|
|
Felaketstar yarışmasını hiç kimse kazanamaz!
Haber bültenlerinde ve gazetelerin birinci sayfalarında görmüşsünüzdür. Otomobille direğe çarpan 4 gençten ikisi öldü. Bilinçsiz yardım çabasına girişen bir vatandaş yüzünden neredeyse arka koltuktaki iki kişi daha sıkışıp, ölecekti. Sözde kahraman, hurdaya dönen aracın tavanına çıkınca, yaralıları iyice sıkıştırdı. Bu tür sahnelere kaza ve afetler sırasında sıkça rastlar olduk.

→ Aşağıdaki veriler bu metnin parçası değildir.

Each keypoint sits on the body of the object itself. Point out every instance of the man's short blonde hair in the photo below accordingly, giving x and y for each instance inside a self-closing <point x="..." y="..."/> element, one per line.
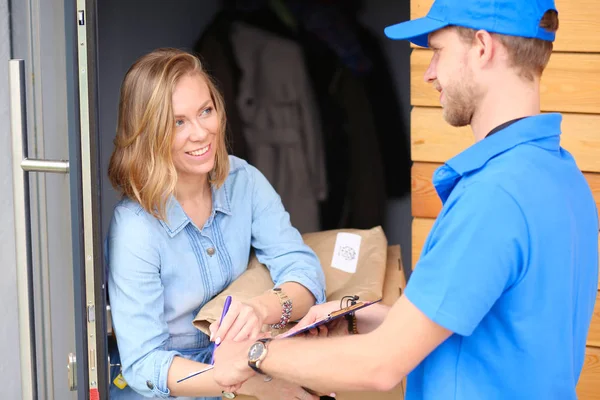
<point x="141" y="165"/>
<point x="529" y="55"/>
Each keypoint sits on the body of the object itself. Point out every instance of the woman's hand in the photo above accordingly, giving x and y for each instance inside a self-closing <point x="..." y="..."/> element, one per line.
<point x="281" y="390"/>
<point x="243" y="321"/>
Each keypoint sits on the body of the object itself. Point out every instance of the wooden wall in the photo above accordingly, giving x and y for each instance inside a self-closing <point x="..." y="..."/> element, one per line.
<point x="570" y="84"/>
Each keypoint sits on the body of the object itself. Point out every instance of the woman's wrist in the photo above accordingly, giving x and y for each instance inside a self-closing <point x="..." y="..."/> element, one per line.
<point x="252" y="386"/>
<point x="262" y="309"/>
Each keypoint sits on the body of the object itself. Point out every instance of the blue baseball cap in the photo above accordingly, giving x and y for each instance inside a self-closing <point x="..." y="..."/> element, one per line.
<point x="507" y="17"/>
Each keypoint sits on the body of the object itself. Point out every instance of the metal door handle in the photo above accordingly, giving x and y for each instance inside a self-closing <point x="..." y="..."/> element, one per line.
<point x="21" y="168"/>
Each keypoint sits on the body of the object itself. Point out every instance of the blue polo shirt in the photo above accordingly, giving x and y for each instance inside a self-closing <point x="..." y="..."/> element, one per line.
<point x="511" y="267"/>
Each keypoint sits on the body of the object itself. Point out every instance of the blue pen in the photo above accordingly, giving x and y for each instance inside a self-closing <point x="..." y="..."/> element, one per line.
<point x="212" y="358"/>
<point x="223" y="314"/>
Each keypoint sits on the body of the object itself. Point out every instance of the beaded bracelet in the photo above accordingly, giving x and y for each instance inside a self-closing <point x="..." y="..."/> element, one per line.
<point x="286" y="304"/>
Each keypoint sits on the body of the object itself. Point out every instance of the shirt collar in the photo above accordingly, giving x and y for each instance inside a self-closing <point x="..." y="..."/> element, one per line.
<point x="177" y="219"/>
<point x="544" y="129"/>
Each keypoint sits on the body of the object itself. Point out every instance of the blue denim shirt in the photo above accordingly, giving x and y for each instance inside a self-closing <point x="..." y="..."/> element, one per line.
<point x="160" y="273"/>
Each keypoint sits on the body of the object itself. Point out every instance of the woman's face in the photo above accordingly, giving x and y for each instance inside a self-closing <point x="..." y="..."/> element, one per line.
<point x="196" y="131"/>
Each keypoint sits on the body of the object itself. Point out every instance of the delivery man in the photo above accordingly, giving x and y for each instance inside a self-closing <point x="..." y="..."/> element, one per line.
<point x="500" y="302"/>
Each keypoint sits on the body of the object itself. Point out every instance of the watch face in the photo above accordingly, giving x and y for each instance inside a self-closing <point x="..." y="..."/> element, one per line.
<point x="256" y="351"/>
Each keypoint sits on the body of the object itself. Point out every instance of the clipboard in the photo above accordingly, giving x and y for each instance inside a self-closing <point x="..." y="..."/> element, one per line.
<point x="330" y="317"/>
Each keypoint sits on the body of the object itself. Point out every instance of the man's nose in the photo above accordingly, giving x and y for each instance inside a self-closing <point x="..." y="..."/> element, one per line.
<point x="431" y="73"/>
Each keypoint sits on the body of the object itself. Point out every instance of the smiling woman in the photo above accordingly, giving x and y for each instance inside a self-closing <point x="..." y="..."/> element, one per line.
<point x="189" y="218"/>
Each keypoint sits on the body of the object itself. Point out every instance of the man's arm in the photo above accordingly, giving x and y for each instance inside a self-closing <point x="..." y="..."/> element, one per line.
<point x="373" y="361"/>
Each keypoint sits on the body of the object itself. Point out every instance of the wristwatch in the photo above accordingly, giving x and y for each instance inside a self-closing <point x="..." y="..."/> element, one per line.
<point x="257" y="353"/>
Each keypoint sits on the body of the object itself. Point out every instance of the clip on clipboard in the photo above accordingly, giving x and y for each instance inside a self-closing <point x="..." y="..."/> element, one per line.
<point x="330" y="317"/>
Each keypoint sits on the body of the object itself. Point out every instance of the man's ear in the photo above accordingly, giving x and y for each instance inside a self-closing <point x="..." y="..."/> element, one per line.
<point x="485" y="49"/>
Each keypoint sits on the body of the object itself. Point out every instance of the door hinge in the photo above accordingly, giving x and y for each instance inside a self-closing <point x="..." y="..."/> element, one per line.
<point x="72" y="372"/>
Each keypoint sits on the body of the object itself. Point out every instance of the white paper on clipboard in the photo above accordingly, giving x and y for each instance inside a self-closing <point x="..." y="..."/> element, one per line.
<point x="345" y="252"/>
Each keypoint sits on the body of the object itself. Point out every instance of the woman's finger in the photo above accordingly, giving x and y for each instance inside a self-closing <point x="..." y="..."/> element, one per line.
<point x="228" y="321"/>
<point x="246" y="329"/>
<point x="242" y="319"/>
<point x="323" y="331"/>
<point x="213" y="330"/>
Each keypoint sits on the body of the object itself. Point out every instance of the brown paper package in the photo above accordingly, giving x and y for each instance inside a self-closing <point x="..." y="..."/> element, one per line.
<point x="385" y="279"/>
<point x="367" y="282"/>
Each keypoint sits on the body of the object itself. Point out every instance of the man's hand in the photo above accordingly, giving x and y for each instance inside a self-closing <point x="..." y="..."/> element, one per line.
<point x="314" y="314"/>
<point x="243" y="321"/>
<point x="231" y="364"/>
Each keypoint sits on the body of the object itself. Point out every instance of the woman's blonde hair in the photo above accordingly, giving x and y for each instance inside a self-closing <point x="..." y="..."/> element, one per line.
<point x="141" y="166"/>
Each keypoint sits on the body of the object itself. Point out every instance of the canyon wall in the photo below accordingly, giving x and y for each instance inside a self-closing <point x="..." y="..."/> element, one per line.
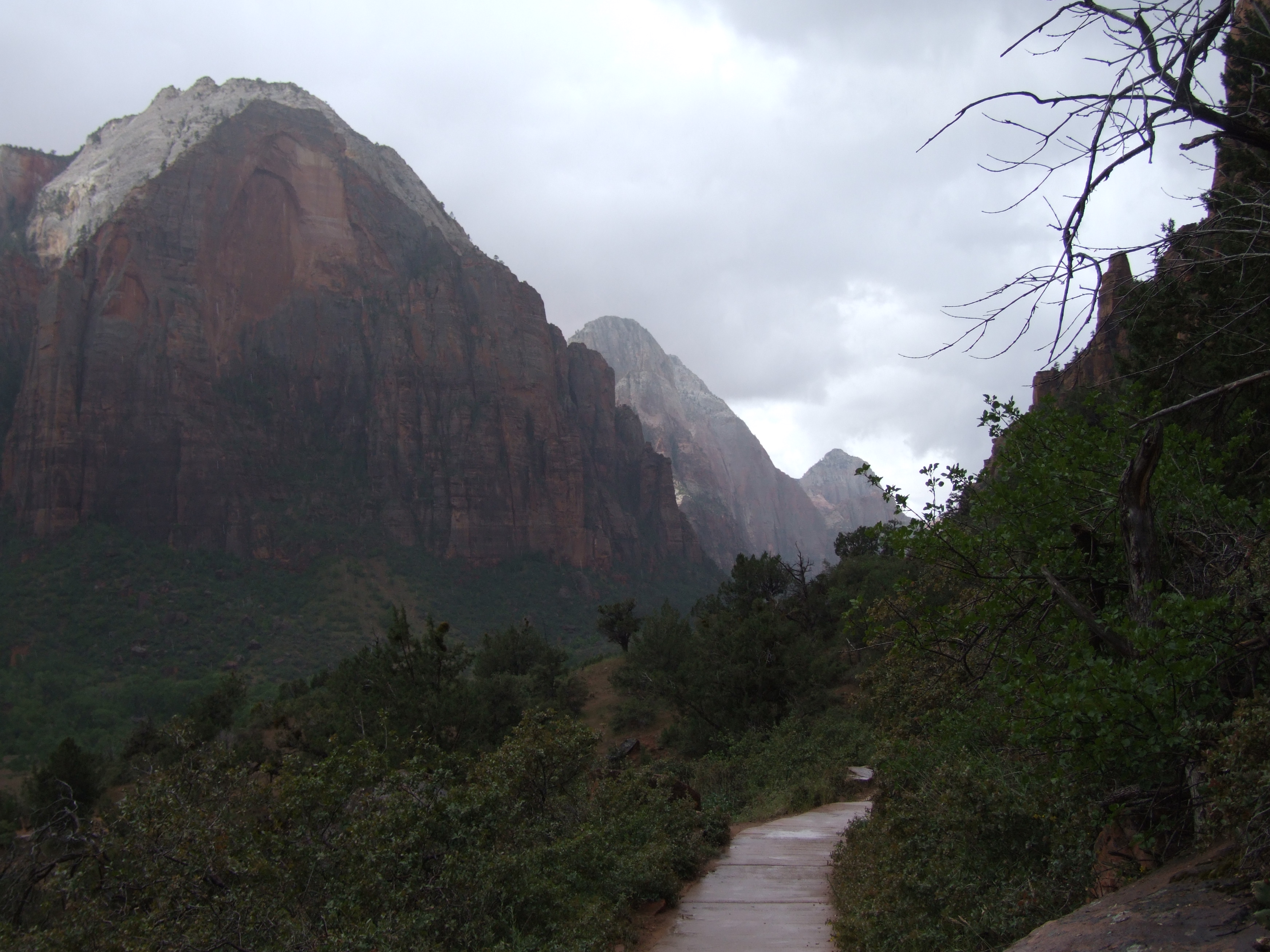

Kameraları gören vatandaşlar, "şov yapıp, kahraman olmak için" başkalarının hayatını tehlikeye atıyorlar. Yaralıları kolundan bacağından çekiştirenler, sedyeyi sağlık görevlilerinin elinden kapıp, yaralıyı yere düşürenler, itfaiyecinin elinden hortumu kapmaya çalışanlar... Maksat, yardımdan çok, ertesi gün haber bültenlerinde görünebilmek ve kahvehanedeki arkadaşlarına "hava" atabilmek... Vatandaş, "şöhret" olmak uğruna çoğu zaman kendi hayatını da riske atıyor. En son Hırant Dink suikastı sonrasında rastlamıştım. Görgü tanıkları, kameralara konuşmak için adeta birbirlerini eziyordu. "Ben gördüm abi, iki kişiydiler, beyaz berelinin elinde tabanca vardı..." "Yok abi beş kişiydiler, ikisi silahlıydı, tabancaları nah şu çöp kutusuna attılar..." Yahu güzel kardeşlerim, siz ne dediğinizin farkında mısın? Türkiye Cumhuriyeti'nin en karanlık cinayetlerinden biri hakkında "tanıklık" ediyorsunuz. Tamam, adaletin yerini bulması için çaba göstermeniz büyük bir erdem. Ama ertesi gün o karanlık adamlar, gelip, konuşmamanız için iki tane de size sıkarsa?.. Gördüğünüzü kameralar yerine karakolda, gizli tutanakla anlatsanıza... Yok, olmaz. Ertesi gün pişpirik oynarken, arkadaşlarını dürtüp, "Bak, bak, televizyona çıktım" diyecekler ya... Ekranlarda gizliden gizliye bir "felaketstar" yarışması yapılıyor. Farkında mısınız?